Contrôle - contentieux
Ne présente pas un caractère sérieux, et n'a pas à être renvoyée devant le Conseil constitutionnel, la question prioritaire relative à la constitutionnalité de l'article L 8222-2 du Code du travail instaurant le mécanisme de la solidarité financière à l'encontre du donneur d'ordre. En effet, ces dispositions, qui s'inscrivent dans le dispositif de lutte contre le travail dissimulé, constituent une garantie pour le recouvrement des créances du salarié employé de façon illégale et ne privent pas le donneur d'ordre, qui s'est acquitté des sommes exigibles, d'une action récursoire contre le débiteur principal et, le cas échéant, contre ses débiteurs solidaires. Il en résulte que cette solidarité n'a pas le caractère d'une punition au sens de l'article 8 de la Déclaration de 1789.

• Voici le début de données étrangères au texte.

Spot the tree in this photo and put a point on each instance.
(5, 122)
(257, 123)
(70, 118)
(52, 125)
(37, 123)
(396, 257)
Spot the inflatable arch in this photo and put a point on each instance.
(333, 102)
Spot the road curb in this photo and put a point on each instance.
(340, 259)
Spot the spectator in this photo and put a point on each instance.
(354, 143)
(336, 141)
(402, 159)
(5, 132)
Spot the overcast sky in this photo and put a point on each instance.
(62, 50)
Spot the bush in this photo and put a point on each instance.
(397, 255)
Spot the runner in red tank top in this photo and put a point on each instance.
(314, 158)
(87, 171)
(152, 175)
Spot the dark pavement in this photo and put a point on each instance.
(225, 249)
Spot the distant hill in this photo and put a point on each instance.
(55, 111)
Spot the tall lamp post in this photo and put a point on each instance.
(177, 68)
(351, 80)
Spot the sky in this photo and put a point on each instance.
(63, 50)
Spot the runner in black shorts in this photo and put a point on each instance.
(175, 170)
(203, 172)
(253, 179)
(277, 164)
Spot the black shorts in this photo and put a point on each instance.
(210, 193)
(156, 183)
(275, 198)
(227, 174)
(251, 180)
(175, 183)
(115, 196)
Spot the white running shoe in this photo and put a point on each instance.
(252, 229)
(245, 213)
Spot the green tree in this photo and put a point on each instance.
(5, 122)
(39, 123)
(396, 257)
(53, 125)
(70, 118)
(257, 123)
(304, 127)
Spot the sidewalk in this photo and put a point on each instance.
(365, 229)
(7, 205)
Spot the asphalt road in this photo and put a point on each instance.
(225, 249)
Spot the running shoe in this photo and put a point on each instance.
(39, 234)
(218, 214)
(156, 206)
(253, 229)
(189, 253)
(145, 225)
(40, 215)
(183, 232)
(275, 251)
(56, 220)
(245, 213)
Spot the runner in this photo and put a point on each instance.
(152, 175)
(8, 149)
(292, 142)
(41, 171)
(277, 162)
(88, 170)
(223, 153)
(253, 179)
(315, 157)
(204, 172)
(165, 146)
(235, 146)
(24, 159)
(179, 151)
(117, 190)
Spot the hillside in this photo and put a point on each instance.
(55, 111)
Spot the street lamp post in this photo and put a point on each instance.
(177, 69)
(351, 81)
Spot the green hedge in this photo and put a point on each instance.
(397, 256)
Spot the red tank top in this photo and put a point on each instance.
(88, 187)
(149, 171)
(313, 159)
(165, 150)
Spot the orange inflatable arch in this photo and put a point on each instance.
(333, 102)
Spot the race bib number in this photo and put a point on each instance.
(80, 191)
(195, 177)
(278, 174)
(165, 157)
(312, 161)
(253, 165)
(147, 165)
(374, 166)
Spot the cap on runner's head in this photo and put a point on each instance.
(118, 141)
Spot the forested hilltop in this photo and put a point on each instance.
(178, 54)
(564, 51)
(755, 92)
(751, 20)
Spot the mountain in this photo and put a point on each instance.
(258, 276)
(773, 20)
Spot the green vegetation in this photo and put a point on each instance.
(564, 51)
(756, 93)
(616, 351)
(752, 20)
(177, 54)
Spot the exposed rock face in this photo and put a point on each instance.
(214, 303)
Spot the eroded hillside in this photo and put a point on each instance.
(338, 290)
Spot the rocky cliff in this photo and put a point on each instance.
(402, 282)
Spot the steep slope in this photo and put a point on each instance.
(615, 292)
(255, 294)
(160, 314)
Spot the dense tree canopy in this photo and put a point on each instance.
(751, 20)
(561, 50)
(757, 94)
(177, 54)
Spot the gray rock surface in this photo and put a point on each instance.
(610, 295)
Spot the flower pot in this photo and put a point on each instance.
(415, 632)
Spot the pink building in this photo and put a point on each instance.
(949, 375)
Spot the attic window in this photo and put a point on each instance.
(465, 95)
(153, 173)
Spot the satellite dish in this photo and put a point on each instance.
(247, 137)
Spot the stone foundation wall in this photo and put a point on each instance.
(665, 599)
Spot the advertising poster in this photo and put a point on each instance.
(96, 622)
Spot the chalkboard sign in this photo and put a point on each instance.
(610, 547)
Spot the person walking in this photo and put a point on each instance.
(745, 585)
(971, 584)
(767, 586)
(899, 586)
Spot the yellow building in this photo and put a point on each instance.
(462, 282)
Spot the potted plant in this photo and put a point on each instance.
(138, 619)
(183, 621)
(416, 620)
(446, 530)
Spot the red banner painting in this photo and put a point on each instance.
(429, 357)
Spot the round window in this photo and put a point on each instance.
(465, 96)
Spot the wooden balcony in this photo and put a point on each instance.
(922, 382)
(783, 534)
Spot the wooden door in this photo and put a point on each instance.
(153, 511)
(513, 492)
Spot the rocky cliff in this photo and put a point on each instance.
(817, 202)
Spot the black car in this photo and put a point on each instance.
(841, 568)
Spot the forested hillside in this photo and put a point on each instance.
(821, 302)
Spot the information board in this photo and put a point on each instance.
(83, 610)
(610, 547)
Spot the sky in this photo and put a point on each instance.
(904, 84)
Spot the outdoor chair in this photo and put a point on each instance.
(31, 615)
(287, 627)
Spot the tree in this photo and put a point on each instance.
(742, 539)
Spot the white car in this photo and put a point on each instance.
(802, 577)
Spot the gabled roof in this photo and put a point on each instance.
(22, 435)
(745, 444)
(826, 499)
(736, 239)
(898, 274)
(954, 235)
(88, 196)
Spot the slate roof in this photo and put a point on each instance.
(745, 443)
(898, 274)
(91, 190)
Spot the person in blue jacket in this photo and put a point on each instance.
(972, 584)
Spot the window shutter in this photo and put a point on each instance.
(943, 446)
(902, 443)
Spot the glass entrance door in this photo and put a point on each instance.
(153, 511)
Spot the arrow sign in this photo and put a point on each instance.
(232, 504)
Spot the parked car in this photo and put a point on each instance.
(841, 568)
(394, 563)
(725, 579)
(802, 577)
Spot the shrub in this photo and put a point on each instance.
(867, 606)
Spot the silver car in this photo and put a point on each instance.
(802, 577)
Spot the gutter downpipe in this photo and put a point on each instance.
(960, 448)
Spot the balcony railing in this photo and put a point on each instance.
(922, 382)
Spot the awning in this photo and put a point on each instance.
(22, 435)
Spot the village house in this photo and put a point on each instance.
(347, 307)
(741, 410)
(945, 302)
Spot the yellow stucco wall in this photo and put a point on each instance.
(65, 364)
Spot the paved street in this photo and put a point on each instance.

Ensuite, le donneur d'ordre pouvant être regardé comme ayant facilité la réalisation du travail dissimulé ou ayant contribué à celle-ci et la solidarité financière qui pèse sur lui et le cocontractant, objet d'un procès-verbal pour délit de travail dissimulé, étant limitée dès lors que les sommes dues au salarié employé de façon illégale sont déterminées à due proportion de la valeur des travaux réalisés, des services fournis, du bien vendu et de la rémunération en vigueur dans la profession, les dispositions critiquées ne portent pas une atteinte manifestement disproportionnée au principe de responsabilité.
En troisième lieu, le donneur d'ordre, qui a la possibilité de contester devant la juridiction civile saisie par le salarié, tant la régularité de la procédure que l'exigibilité et le bien-fondé des sommes réclamées, disposant d'un recours juridictionnel effectif, les dispositions critiquées ne méconnaissent ni la garantie des droits ni le principe de l'égalité devant la justice.
Par ailleurs, l'atteinte au droit de propriété qui résulte des dispositions critiquées étant justifiée par des objectifs d'intérêt général et proportionnée à ces objectifs, ces dispositions ne méconnaissent pas les exigences de l'article 2 de la Déclaration de 1789.
Enfin, la circonstance que le salarié ait fait le choix de saisir directement la juridiction civile sans s'être constitué partie civile devant la juridiction pénale, est sans incidence sur la constitutionnalité des dispositions critiquées (Cass. soc. QPC 11-2-2022 n° 21-19.494 FS-B).